His usual greeting and blessing to those whom he encountered was “a word of prayer”. He seldom asked anyone for money and if he did so more often than not, it was to deepen a bond between them. He usually added that he did not want it now, he was going to collect it later. However, that seldom happened.

On the odd occasion that he accepted money from well-wishers, he did not take it in his hand but often opened his pocket for the money to be placed in it.

He spoke often of his days of working at Sa Gomes in Port of Spain. We heard a lot also about when he worked in Bermuda. He seemed to have been an electronic technician.

At times we heard him speaking of his constitutional rights as well as current events. He certainly had an impact on our lives at OLPH and on the western part of Harris Promenade, where he made his home near our offices.

He took pride in his appearance. He had his baths daily near the San Fernando Wharf. Almost every week he had a new outfit proudly naming the well-known store that he shopped at!

A few years ago, his behaviour became erratic due to a lack of medication, according to him. His appearance was not the same and we were very concerned that he was not himself.

Then he went missing for a while. Everyone wondered what had become of him and feared the worst. Enquiries were made and it was with great relief we received news that he is a resident of the Couva Extended Care Centre, which is under the remit of the South-West Regional Authority. This is an institution that provides care for mental health patients.

Last January, Irma Dyer and I paid a surprise visit to Mervyn. He looked very well. He had a low haircut. He was dressed in blue short pants with matching top. Of course, blue slippers added to his well-coordinated appearance.

He was so elated to see us. He asked immediately about “Reverend Pereira, Mr Toney and Mrs Joseph”. The other residents looked on with curiosity and admiration as they saw Mervyn looking so happy to be in our company.

He took the opportunity to inform us that he was going to be 70 on June 3. We passed on this information to Msgr Christian whose immediate response was that we must have birthday celebrations. We informed also the members of our prayer group, Word and Deed which is attached to OLPH. Members agreed readily that we should celebrate our brother in Christ.

So it was that having been given appropriately six months’ notice by him, we gathered at the Centre to celebrate his birthday. His guests included residents and staff of the centre. Also in attendance were some members of Valiants Sports and Cultural Club of San Fernando, who provided yeoman assistance with our preparations, transportation and the like.

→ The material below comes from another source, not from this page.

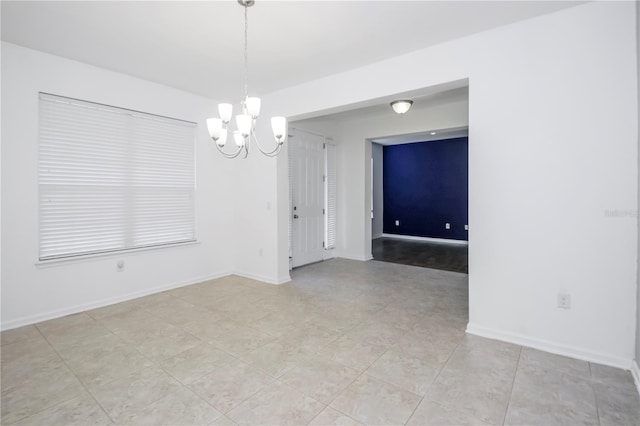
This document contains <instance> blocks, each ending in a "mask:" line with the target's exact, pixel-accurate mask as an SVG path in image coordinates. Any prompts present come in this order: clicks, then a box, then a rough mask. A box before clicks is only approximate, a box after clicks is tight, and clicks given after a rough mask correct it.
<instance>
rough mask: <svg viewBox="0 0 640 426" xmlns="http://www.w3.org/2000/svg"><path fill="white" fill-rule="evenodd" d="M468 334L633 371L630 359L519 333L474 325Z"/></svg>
mask: <svg viewBox="0 0 640 426" xmlns="http://www.w3.org/2000/svg"><path fill="white" fill-rule="evenodd" d="M467 333H469V334H473V335H476V336H480V337H486V338H489V339H495V340H501V341H503V342H507V343H514V344H516V345H521V346H527V347H530V348H534V349H539V350H541V351H545V352H550V353H553V354H557V355H564V356H568V357H571V358H576V359H581V360H583V361H589V362H595V363H597V364H604V365H608V366H611V367H617V368H622V369H624V370H632V363H634V362H633V361H631V360H630V359H626V358H622V357H617V356H612V355H608V354H603V353H600V352H593V351H589V350H585V349H582V348H578V347H575V346H570V345H563V344H559V343H555V342H550V341H548V340H542V339H536V338H531V337H528V336H524V335H521V334H517V333H511V332H505V331H500V330H495V329H491V328H487V327H482V326H479V325H475V324H472V323H469V324H467ZM634 364H635V363H634ZM632 372H633V370H632ZM634 377H635V376H634ZM637 383H638V381H636V384H637Z"/></svg>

It was a truly spiritual and rewarding exercise. Mervyn appeared to be very appreciative of our having his party. Selwyn Toney shared some early memories of his first encounters with Mervyn. Msgr Christian relished interacting with all the residents as he conducted a very simple service.

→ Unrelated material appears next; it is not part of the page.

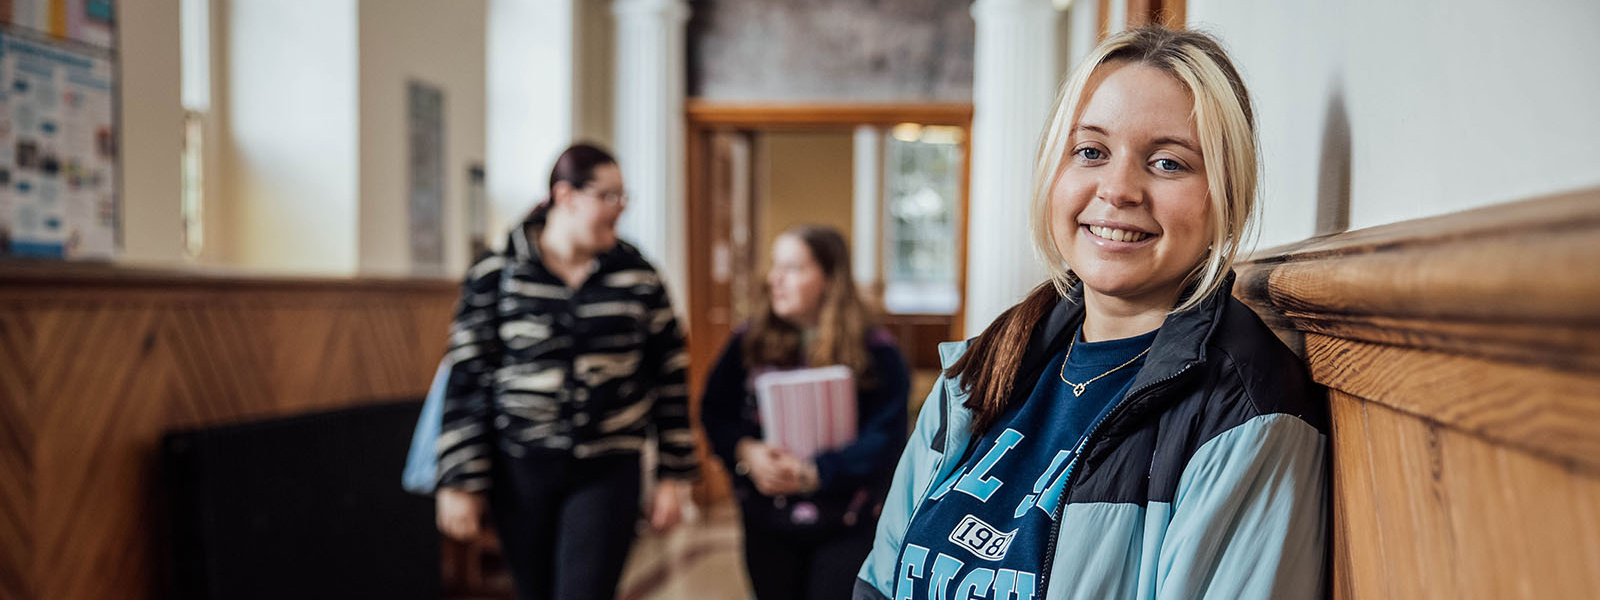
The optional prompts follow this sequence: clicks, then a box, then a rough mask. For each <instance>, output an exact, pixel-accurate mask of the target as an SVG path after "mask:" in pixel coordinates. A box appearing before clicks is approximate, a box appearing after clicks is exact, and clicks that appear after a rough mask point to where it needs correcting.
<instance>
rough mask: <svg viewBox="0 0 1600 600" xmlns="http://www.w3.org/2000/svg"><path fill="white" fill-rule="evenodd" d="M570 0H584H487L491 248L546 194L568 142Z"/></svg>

Mervyn looked so touched when Msgr Christian prayed for and blessed him. Mervyn’s “thank you” was uncharacteristically brief as he seemed overcome with emotion.

It was certainly a joyous occasion not only for Mervyn but for all of us who were privileged to have attended. As a longstanding friend whose birthday was two days after, I had the honour of cutting the birthday cake with him.

When we were about to leave, typically, Mervyn asked us not to forget him and that we should visit again. This brought tears to our eyes.